Miriam sighed. “They’re probably wife squirrels whose husbands drove them nuts.”
Ellis frowned.
They stopped at a diner south of the city for an early lunch. It was still raining. Amanda parked the truck, and they hopscotched their way to the restaurant door around the pools of water that had collected in the parking lot. There was an open booth near the back. It was warm and steamy inside; the windows were fogged over. A jukebox in the corner crooned a Don Williams song.
“Well, I have to say you were right, Miriam. We needed a little culture.” Ellis glanced around the diner. “This is nice. Real dishes and everything.”
They ordered three cheeseburgers. “Drag ’em through the garden,” Ellis told the waitress, who smiled as if Ellis were witty and clever, though she’d heard that expression fifty times a day for the past ten years.
Ellis noticed a man over at the jukebox, leaning against the glass and peering at the selections. Though his back was to him, the tilt of his head seemed most familiar. And when the man turned to a woman and asked, “How about Willie Nelson?” Ellis was sure. It had been five years, but when you grow up sharing a bedroom with your little brother for eighteen years, staying up late, talking back and forth in a moon-shadowed room, you’d know him anywhere.
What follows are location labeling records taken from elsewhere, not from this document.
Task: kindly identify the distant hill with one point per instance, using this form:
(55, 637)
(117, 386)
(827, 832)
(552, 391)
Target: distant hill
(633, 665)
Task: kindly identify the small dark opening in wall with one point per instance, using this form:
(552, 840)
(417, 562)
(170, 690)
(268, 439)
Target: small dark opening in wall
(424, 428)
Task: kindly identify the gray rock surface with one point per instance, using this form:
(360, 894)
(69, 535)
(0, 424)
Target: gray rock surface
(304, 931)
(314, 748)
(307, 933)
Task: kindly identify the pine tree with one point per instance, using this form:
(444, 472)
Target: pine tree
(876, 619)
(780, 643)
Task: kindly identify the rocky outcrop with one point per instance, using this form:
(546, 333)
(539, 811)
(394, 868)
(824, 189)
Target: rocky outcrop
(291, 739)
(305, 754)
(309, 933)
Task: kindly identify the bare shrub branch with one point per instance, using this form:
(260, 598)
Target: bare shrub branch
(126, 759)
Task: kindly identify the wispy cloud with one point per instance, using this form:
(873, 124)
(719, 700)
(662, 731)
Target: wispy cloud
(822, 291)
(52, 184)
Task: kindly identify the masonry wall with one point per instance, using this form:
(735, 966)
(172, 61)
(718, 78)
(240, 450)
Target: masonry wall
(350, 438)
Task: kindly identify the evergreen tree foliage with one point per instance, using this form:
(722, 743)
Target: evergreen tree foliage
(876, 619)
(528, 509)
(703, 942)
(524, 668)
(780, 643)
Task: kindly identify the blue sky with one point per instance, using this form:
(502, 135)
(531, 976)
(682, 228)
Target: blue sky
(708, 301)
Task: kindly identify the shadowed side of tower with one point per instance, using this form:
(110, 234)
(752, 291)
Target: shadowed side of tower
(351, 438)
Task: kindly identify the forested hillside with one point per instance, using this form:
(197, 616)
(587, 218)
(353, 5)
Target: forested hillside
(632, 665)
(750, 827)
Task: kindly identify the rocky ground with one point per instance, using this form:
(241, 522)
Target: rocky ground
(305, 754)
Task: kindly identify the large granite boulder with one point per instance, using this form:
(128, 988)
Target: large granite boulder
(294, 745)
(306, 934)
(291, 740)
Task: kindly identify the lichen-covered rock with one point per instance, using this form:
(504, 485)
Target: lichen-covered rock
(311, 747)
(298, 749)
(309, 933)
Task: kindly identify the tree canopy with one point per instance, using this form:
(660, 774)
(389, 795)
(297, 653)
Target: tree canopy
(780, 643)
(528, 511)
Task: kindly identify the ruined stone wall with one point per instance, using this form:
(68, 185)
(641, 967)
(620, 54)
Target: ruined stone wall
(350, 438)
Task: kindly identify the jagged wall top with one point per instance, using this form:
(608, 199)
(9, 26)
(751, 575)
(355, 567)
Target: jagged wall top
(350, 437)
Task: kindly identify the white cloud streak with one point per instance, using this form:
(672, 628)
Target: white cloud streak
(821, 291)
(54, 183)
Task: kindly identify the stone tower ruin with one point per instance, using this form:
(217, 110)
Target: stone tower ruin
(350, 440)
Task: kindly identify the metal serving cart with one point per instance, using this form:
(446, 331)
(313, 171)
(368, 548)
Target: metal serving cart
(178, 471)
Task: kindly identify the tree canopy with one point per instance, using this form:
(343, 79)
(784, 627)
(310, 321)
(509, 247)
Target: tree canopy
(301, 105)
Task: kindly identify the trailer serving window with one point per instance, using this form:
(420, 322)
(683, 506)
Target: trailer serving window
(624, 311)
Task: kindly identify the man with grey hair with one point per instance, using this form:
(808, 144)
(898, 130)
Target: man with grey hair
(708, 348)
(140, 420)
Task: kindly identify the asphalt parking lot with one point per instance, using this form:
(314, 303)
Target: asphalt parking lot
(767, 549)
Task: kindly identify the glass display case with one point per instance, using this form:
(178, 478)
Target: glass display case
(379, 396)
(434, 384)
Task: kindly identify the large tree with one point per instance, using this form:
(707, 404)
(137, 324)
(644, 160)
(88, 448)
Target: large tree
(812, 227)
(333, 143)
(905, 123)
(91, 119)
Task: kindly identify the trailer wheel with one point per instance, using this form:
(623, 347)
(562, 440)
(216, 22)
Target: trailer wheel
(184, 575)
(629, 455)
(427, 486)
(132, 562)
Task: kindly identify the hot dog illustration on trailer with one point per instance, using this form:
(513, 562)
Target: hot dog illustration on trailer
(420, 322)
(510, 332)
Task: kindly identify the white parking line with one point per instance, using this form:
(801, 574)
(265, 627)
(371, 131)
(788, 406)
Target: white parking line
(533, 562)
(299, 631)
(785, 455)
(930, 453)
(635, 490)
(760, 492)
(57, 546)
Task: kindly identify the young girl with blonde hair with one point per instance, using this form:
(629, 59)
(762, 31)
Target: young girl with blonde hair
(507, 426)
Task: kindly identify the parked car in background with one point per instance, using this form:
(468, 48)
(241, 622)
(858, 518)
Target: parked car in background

Ralph Hodge turned from the jukebox and, seeing Ellis, stopped and stared. The brothers studied one another, not saying a word. Then Ralph smiled slightly, nodded at Ellis, and sat down next to his wife.
“What’s wrong, honey?” Miriam asked.
Ellis tore his eyes away from his brother. “Nothing, nothing at all. Just waiting for our food, that’s all.”
He leaned back in the booth and draped his arm around Amanda, protectively, instinctively.
Their cheeseburgers came; they ate quickly, Ellis urging them along. “Got to see that museum before it closes. Let’s not dawdle.”
Ralph was the first to leave. Ellis watched as he paid his bill at the counter, then opened the door for his wife, and walked out into the rain, hunched over, toward their car, a white, rust-speckled sedan. They sat in the car. Then Ralph’s wife turned in her seat and peered into the diner. Her car door opened, and she stepped out and began walking toward the diner.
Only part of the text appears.